Metropolitan growth during this century’s first decade seemed poised for a continued upward trajectory. The booming 1990s heralded the greatest growth the nation’s large metropolitan areas had seen since the 1960s. During the 1970s, deindustrialization and something of a rural renaissance sharply reduced metropolitan growth, especially in the industrial Midwest. A small-but-mixed metropolitan growth revival occurred during the 1980s. But it was in the 1990s, when the nation’s population growth swelled with active immigration and the rise of the millennials, that metropolitan growth showed a rebound, especially in new parts of the Sun Belt and in areas with diversifying economies. This revival was echoed in suburbs and large cities, where some urban centers showed gains after decades of population loss. Thus, the groundwork was laid for continued and pervasive metropolitan growth in the 2000s.
Emphasis added. The millennial migration in particular skipped over the troubled threesome.
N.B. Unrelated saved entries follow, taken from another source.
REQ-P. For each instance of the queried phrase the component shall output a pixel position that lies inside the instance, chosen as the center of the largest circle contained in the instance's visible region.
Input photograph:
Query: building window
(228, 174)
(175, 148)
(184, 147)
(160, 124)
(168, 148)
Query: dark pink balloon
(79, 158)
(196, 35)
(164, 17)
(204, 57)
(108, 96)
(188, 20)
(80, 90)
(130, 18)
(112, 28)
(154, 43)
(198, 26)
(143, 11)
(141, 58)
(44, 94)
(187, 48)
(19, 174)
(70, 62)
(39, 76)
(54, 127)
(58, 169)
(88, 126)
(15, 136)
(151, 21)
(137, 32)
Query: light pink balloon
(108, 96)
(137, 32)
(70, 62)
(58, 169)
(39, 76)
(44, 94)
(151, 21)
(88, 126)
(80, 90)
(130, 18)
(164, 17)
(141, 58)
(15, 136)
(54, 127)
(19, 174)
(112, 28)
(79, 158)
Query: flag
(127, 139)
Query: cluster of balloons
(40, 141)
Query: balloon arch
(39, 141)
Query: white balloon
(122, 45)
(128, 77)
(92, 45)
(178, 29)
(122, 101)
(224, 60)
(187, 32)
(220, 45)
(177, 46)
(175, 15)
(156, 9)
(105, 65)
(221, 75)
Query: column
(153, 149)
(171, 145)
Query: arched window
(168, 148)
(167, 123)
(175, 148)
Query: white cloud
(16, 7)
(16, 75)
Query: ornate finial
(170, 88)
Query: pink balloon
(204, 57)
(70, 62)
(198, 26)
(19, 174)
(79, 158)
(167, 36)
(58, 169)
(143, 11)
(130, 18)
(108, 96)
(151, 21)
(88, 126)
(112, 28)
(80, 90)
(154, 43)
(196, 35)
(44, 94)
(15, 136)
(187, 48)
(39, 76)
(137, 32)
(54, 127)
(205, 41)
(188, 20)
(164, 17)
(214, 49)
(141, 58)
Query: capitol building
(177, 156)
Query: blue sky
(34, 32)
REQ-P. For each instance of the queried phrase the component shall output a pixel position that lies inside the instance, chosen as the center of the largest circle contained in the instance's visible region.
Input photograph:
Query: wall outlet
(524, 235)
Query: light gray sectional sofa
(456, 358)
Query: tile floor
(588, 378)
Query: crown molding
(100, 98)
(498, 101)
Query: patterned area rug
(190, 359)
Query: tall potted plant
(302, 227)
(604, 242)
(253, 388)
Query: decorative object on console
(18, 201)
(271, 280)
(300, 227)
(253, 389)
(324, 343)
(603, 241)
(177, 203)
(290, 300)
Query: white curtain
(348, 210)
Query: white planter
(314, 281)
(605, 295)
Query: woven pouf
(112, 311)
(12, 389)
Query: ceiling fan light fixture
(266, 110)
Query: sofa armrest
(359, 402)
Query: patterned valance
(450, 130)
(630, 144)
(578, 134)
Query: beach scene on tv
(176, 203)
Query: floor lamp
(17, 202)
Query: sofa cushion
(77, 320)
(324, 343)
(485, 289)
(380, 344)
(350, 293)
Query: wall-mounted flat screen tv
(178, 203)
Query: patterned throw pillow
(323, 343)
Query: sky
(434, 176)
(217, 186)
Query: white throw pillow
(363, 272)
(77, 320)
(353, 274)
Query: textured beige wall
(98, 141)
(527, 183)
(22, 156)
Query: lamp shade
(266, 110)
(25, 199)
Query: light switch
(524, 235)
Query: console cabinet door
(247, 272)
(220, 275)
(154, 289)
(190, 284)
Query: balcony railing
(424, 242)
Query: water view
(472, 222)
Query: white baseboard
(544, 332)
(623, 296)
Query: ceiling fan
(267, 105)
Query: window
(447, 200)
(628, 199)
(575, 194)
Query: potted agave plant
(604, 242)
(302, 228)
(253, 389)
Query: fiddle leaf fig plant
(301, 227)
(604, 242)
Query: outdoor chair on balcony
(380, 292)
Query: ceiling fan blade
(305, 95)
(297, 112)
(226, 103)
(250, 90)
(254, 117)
This part of America is truly the last of the urban frontier. (Sorry, Detroit.) A few waves of migration have failed to reach this lonely corner of the earth, another cul de sac of globalization.
Youngstown, Pittsburgh, and Buffalo are stuck in time, place. They comprise the cradle of Rust Belt Chic. The troubled threesome represent what millennials most want out of an urban experience. (Sorry, Portland.) What you can find in the Triangle of Demographic Doom, you can't find anywhere else.